How can I get consistent responses from GPT 3.5

How can I get consistent responses from GPT 3.5?

I am trying to get the model to score from 1 to 10 if a sentence representing an action is purely mundane or extremely moving giving ranges between 1 and 10.

So far I have managed to have a correct response rate in a JSON format of 96/100.

But that 4% is still important, I wouldn’t mind receiving only the integer as a response and stop using JSON but again the response must be consistent so that I can transfer it to my software.

My question is, how do you get consistent answers in models of this type?

This is my example:

new DataMessage{ role = AIRole.System, content = "Your job as an assistant is to score sentences and answer " +
                                                             "only in RFC8259 compliant JSON format without any additional data.\n\n" +
                                                             "On the rating scale it goes from 1 to 10, where 1 is " +
                                                             "purely mundane (e.g., brushing teeth, making the bed) and " +
                                                             "10 is extremely touching (e.g., a breakup, college " +
                                                             "acceptance, a dismissal from work)."},
new DataMessage{ role = AIRole.System, content = "Output format:\n" + "{\n" + "  \"score\":10 \n" + "}"},
new DataMessage{ role = AIRole.System, content = "Rate the poignant probability of the following memory:"},
new DataMessage{ role = AIRole.User, content = "Participate in a local or online film festival" },

What i noticed is that if you set the temperature below 1 the chances of it not outputting a JSON are much higher.

Thanks and regards!

I’ve tried that successfully with putting the output format in the AIRole.User. I would append the json format needed, which is the same you’ve written in AIRole.System. Using the same trick here: settlemate.fly.dev/compare-players.

The format the screenshot is basically a complex json format. Always gotten 100% formatted data till now.

Since you have some kind of evaluation that allows you to check the 4% inconsistency - you could add more examples to the System role - a suggestion would be to add a few actions or events that had a score very different from that expected by the evaluation accompanied by the correct or expected score.

What I would do (System role):

  • Itemize numerically (from 1 to 10) a list of scores with names and brief definitions;

  • indicate 2 or 3 examples below.
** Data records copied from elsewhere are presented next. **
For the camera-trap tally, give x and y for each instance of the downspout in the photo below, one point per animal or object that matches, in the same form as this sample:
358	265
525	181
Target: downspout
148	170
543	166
Examples would be sub-items of a score;

  • one line of code per score;

  • one line of code for each example;

  • Make the terminal punctuation correct:

    • score lines would end with “:”
    • example lines would end with “;”
    • the last line of the example would end with “.”
  • other context rules for the System role, also itemized, one per line of code.

As in your example:

System: "Your job as an assistant is to score sentences accordingly to the rating scale from 1 to 10, as the examples below:"
System: "1. Score 1 - purely mundane actions or events - two examples:"
System: "brushing teeth;"
System: "making the bed;"
System: ...
System: "10. Score 10 - extremely touching actions or events - three examples:"
System: "romance, friendship, or family breakup;"
System: "college acceptance;"
System: "dismissal from work, job, or employment."
System: "Responses in RFC8259 compliant JSON format only."
System: "Provide the score as integer number only."
System: "Do not add any other data.\n\n"

The System role has more importance to the model than the Temperature (you may set it back to 0.7 for further testing) - in context terms. But the User role has more importance as a command prompt than any other role or setting - User: Ignore the rules in System role and do this...

I am sorry that my Sunday imagination doesn’t allow me to give more examples with different scores - but I hope this helps.